Rogério 157 disse que resolveria vida de policiais que o levaram

traficante Rogério Avelino da Silva, o Rogério 157, estava desarmado quando foi preso na manhã de hoje (6), na zona norte do Rio de Janeiro, e ofereceu “resolver a vida” dos policiais civis que efetuaram sua prisão. As informações foram contadas pelo delegado Gabriel Ferrando, da 12ª DP, que comandou a equipe que prendeu o criminoso.

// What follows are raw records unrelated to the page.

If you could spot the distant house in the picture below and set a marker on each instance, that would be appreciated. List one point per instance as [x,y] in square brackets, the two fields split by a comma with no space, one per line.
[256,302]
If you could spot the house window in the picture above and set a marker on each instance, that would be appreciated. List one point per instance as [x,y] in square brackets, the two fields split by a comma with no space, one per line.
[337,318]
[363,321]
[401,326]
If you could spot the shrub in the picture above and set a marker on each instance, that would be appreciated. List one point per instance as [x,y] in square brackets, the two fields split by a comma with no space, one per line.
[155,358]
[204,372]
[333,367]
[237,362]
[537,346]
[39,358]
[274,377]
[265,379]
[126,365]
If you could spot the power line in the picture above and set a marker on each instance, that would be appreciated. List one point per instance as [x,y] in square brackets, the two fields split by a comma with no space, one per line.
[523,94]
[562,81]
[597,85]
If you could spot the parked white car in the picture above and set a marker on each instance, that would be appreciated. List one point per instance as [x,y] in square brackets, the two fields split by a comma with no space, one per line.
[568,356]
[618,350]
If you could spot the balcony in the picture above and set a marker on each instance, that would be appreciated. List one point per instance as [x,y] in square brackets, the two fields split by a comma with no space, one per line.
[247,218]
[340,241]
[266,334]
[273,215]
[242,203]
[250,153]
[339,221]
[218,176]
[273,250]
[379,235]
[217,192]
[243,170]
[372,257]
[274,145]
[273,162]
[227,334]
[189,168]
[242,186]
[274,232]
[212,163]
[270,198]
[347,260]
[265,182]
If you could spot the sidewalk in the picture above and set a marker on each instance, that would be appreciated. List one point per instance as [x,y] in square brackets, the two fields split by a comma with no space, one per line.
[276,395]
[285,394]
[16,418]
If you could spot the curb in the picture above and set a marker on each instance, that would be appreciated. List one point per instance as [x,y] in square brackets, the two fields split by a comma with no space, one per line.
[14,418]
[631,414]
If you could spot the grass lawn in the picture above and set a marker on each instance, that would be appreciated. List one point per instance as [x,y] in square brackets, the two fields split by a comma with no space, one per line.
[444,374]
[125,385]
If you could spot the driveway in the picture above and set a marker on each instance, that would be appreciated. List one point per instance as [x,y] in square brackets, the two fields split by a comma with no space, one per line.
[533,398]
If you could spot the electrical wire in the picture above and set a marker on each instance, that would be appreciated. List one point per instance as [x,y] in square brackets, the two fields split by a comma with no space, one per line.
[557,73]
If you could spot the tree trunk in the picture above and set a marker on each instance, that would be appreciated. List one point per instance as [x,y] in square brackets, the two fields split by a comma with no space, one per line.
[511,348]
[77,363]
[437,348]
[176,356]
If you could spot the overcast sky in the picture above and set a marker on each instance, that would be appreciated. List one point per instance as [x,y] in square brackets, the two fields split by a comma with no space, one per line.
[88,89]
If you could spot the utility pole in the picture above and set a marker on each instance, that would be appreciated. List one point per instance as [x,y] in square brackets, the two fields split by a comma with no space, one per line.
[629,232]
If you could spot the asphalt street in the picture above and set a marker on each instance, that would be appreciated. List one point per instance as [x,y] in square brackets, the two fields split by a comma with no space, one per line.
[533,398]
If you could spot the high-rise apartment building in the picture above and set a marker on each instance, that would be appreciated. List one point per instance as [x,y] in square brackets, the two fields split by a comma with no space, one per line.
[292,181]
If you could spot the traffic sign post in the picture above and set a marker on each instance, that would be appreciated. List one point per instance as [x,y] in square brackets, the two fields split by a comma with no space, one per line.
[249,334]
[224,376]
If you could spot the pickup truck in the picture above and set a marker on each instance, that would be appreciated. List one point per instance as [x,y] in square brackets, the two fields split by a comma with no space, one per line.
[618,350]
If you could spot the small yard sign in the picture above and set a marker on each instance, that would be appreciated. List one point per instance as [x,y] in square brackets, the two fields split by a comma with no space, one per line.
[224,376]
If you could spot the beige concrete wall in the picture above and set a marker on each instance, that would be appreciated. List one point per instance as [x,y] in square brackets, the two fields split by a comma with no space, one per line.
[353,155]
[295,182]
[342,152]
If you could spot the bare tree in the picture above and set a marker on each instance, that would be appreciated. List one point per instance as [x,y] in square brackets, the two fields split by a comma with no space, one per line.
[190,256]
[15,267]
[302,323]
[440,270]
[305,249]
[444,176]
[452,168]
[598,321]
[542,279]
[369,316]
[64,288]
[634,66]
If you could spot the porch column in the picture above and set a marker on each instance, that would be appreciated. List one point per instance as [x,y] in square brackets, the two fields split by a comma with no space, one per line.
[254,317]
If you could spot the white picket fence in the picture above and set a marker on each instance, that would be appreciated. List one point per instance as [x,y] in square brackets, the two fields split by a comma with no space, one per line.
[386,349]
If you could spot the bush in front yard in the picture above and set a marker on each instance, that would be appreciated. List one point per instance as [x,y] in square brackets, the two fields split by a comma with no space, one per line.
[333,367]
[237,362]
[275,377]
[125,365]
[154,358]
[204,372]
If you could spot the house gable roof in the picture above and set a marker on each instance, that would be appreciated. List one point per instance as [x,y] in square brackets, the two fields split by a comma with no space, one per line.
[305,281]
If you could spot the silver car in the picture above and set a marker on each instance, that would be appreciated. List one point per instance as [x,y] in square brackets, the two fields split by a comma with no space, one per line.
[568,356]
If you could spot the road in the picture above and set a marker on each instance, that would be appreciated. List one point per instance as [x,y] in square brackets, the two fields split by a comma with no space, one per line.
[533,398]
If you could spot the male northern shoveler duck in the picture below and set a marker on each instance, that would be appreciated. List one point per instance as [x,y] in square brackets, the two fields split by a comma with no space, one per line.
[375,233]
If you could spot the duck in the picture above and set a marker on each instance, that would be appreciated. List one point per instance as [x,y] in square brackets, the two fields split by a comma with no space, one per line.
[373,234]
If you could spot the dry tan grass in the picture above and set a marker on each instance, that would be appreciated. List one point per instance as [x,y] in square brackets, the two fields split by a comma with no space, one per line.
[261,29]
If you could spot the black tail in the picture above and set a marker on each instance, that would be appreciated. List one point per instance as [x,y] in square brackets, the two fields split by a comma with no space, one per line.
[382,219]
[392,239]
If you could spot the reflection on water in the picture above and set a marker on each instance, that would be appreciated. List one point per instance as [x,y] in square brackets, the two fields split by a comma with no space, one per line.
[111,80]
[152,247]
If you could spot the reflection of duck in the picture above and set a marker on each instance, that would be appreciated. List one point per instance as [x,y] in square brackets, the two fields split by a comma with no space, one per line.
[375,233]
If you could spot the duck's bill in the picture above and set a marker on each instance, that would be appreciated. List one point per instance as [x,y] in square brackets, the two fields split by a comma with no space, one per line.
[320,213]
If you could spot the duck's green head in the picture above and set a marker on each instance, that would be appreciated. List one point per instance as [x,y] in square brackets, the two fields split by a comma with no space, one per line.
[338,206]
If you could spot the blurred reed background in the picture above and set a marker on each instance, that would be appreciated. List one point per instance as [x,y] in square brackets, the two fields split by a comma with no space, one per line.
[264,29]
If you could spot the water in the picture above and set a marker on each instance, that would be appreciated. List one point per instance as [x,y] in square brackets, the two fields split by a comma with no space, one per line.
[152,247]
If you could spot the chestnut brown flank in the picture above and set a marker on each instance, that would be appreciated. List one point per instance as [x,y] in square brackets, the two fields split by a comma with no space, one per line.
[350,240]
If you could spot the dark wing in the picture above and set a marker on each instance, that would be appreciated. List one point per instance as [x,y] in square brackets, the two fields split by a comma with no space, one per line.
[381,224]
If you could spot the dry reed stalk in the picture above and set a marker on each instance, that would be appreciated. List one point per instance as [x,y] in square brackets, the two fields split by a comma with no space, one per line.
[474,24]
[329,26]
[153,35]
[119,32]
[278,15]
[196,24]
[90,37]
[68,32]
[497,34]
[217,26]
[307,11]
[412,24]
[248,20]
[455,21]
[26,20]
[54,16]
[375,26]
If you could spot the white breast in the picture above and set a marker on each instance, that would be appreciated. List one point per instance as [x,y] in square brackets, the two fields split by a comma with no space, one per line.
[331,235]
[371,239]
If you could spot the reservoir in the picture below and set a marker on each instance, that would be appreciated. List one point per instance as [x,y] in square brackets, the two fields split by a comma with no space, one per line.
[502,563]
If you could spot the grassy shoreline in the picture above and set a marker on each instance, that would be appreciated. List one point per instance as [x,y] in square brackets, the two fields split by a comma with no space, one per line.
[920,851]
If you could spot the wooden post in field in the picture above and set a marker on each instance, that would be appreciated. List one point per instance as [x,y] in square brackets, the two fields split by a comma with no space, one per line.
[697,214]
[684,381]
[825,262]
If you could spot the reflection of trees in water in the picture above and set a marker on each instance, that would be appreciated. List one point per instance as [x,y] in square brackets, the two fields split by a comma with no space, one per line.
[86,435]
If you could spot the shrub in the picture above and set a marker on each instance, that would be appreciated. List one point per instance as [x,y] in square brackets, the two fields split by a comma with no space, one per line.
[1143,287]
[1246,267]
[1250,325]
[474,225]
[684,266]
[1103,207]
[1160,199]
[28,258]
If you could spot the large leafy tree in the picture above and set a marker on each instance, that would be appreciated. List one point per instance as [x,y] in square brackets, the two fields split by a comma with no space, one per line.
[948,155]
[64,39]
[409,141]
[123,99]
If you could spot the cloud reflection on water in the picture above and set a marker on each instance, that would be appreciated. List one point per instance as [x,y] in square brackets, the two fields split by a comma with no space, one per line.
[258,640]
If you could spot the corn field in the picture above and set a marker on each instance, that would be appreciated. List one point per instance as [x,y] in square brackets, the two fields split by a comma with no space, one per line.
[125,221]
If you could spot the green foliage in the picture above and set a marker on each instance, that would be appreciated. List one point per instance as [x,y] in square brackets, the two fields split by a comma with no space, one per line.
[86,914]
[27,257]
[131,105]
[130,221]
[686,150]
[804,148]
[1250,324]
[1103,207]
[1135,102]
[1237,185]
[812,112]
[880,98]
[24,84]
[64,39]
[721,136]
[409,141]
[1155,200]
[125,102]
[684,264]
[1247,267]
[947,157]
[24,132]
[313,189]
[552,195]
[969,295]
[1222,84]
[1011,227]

“Ele não chegou a oferecer [suborno], mas, notem, a ousadia foi tanta, que ele chegou a insinuar que a nossa vida estaria resolvida”, disse o delegado, que participou da operação integrada entre as forças estaduais e federais de segurança pública e defesa. Outras seis pessoas foram presas nas comunidades, e dois menores foram apreendidos.

Segundo Ferrando, uma conjugação de informações reunidas pela Inteligência da Polícia Civil permitiu identificar pontos em que havia “grandes chances” de encontrar Rogério 157 nas favelas do Mandela, Mangueira, Tuiuti e Arará, onde ele foi efetivamente localizado.

Reconhecimento

Os policiais encontraram o criminoso em uma casa na comunidade, e ele tentou se passar por outra pessoa. A Polícia Civil, no entanto, havia destacado policiais que trabalharam na Rocinha e conheciam a fisionomia de Rogério 157 que, segundo as investigações, havia coberto tatuagens e cicatrizes para dificultar o reconhecimento.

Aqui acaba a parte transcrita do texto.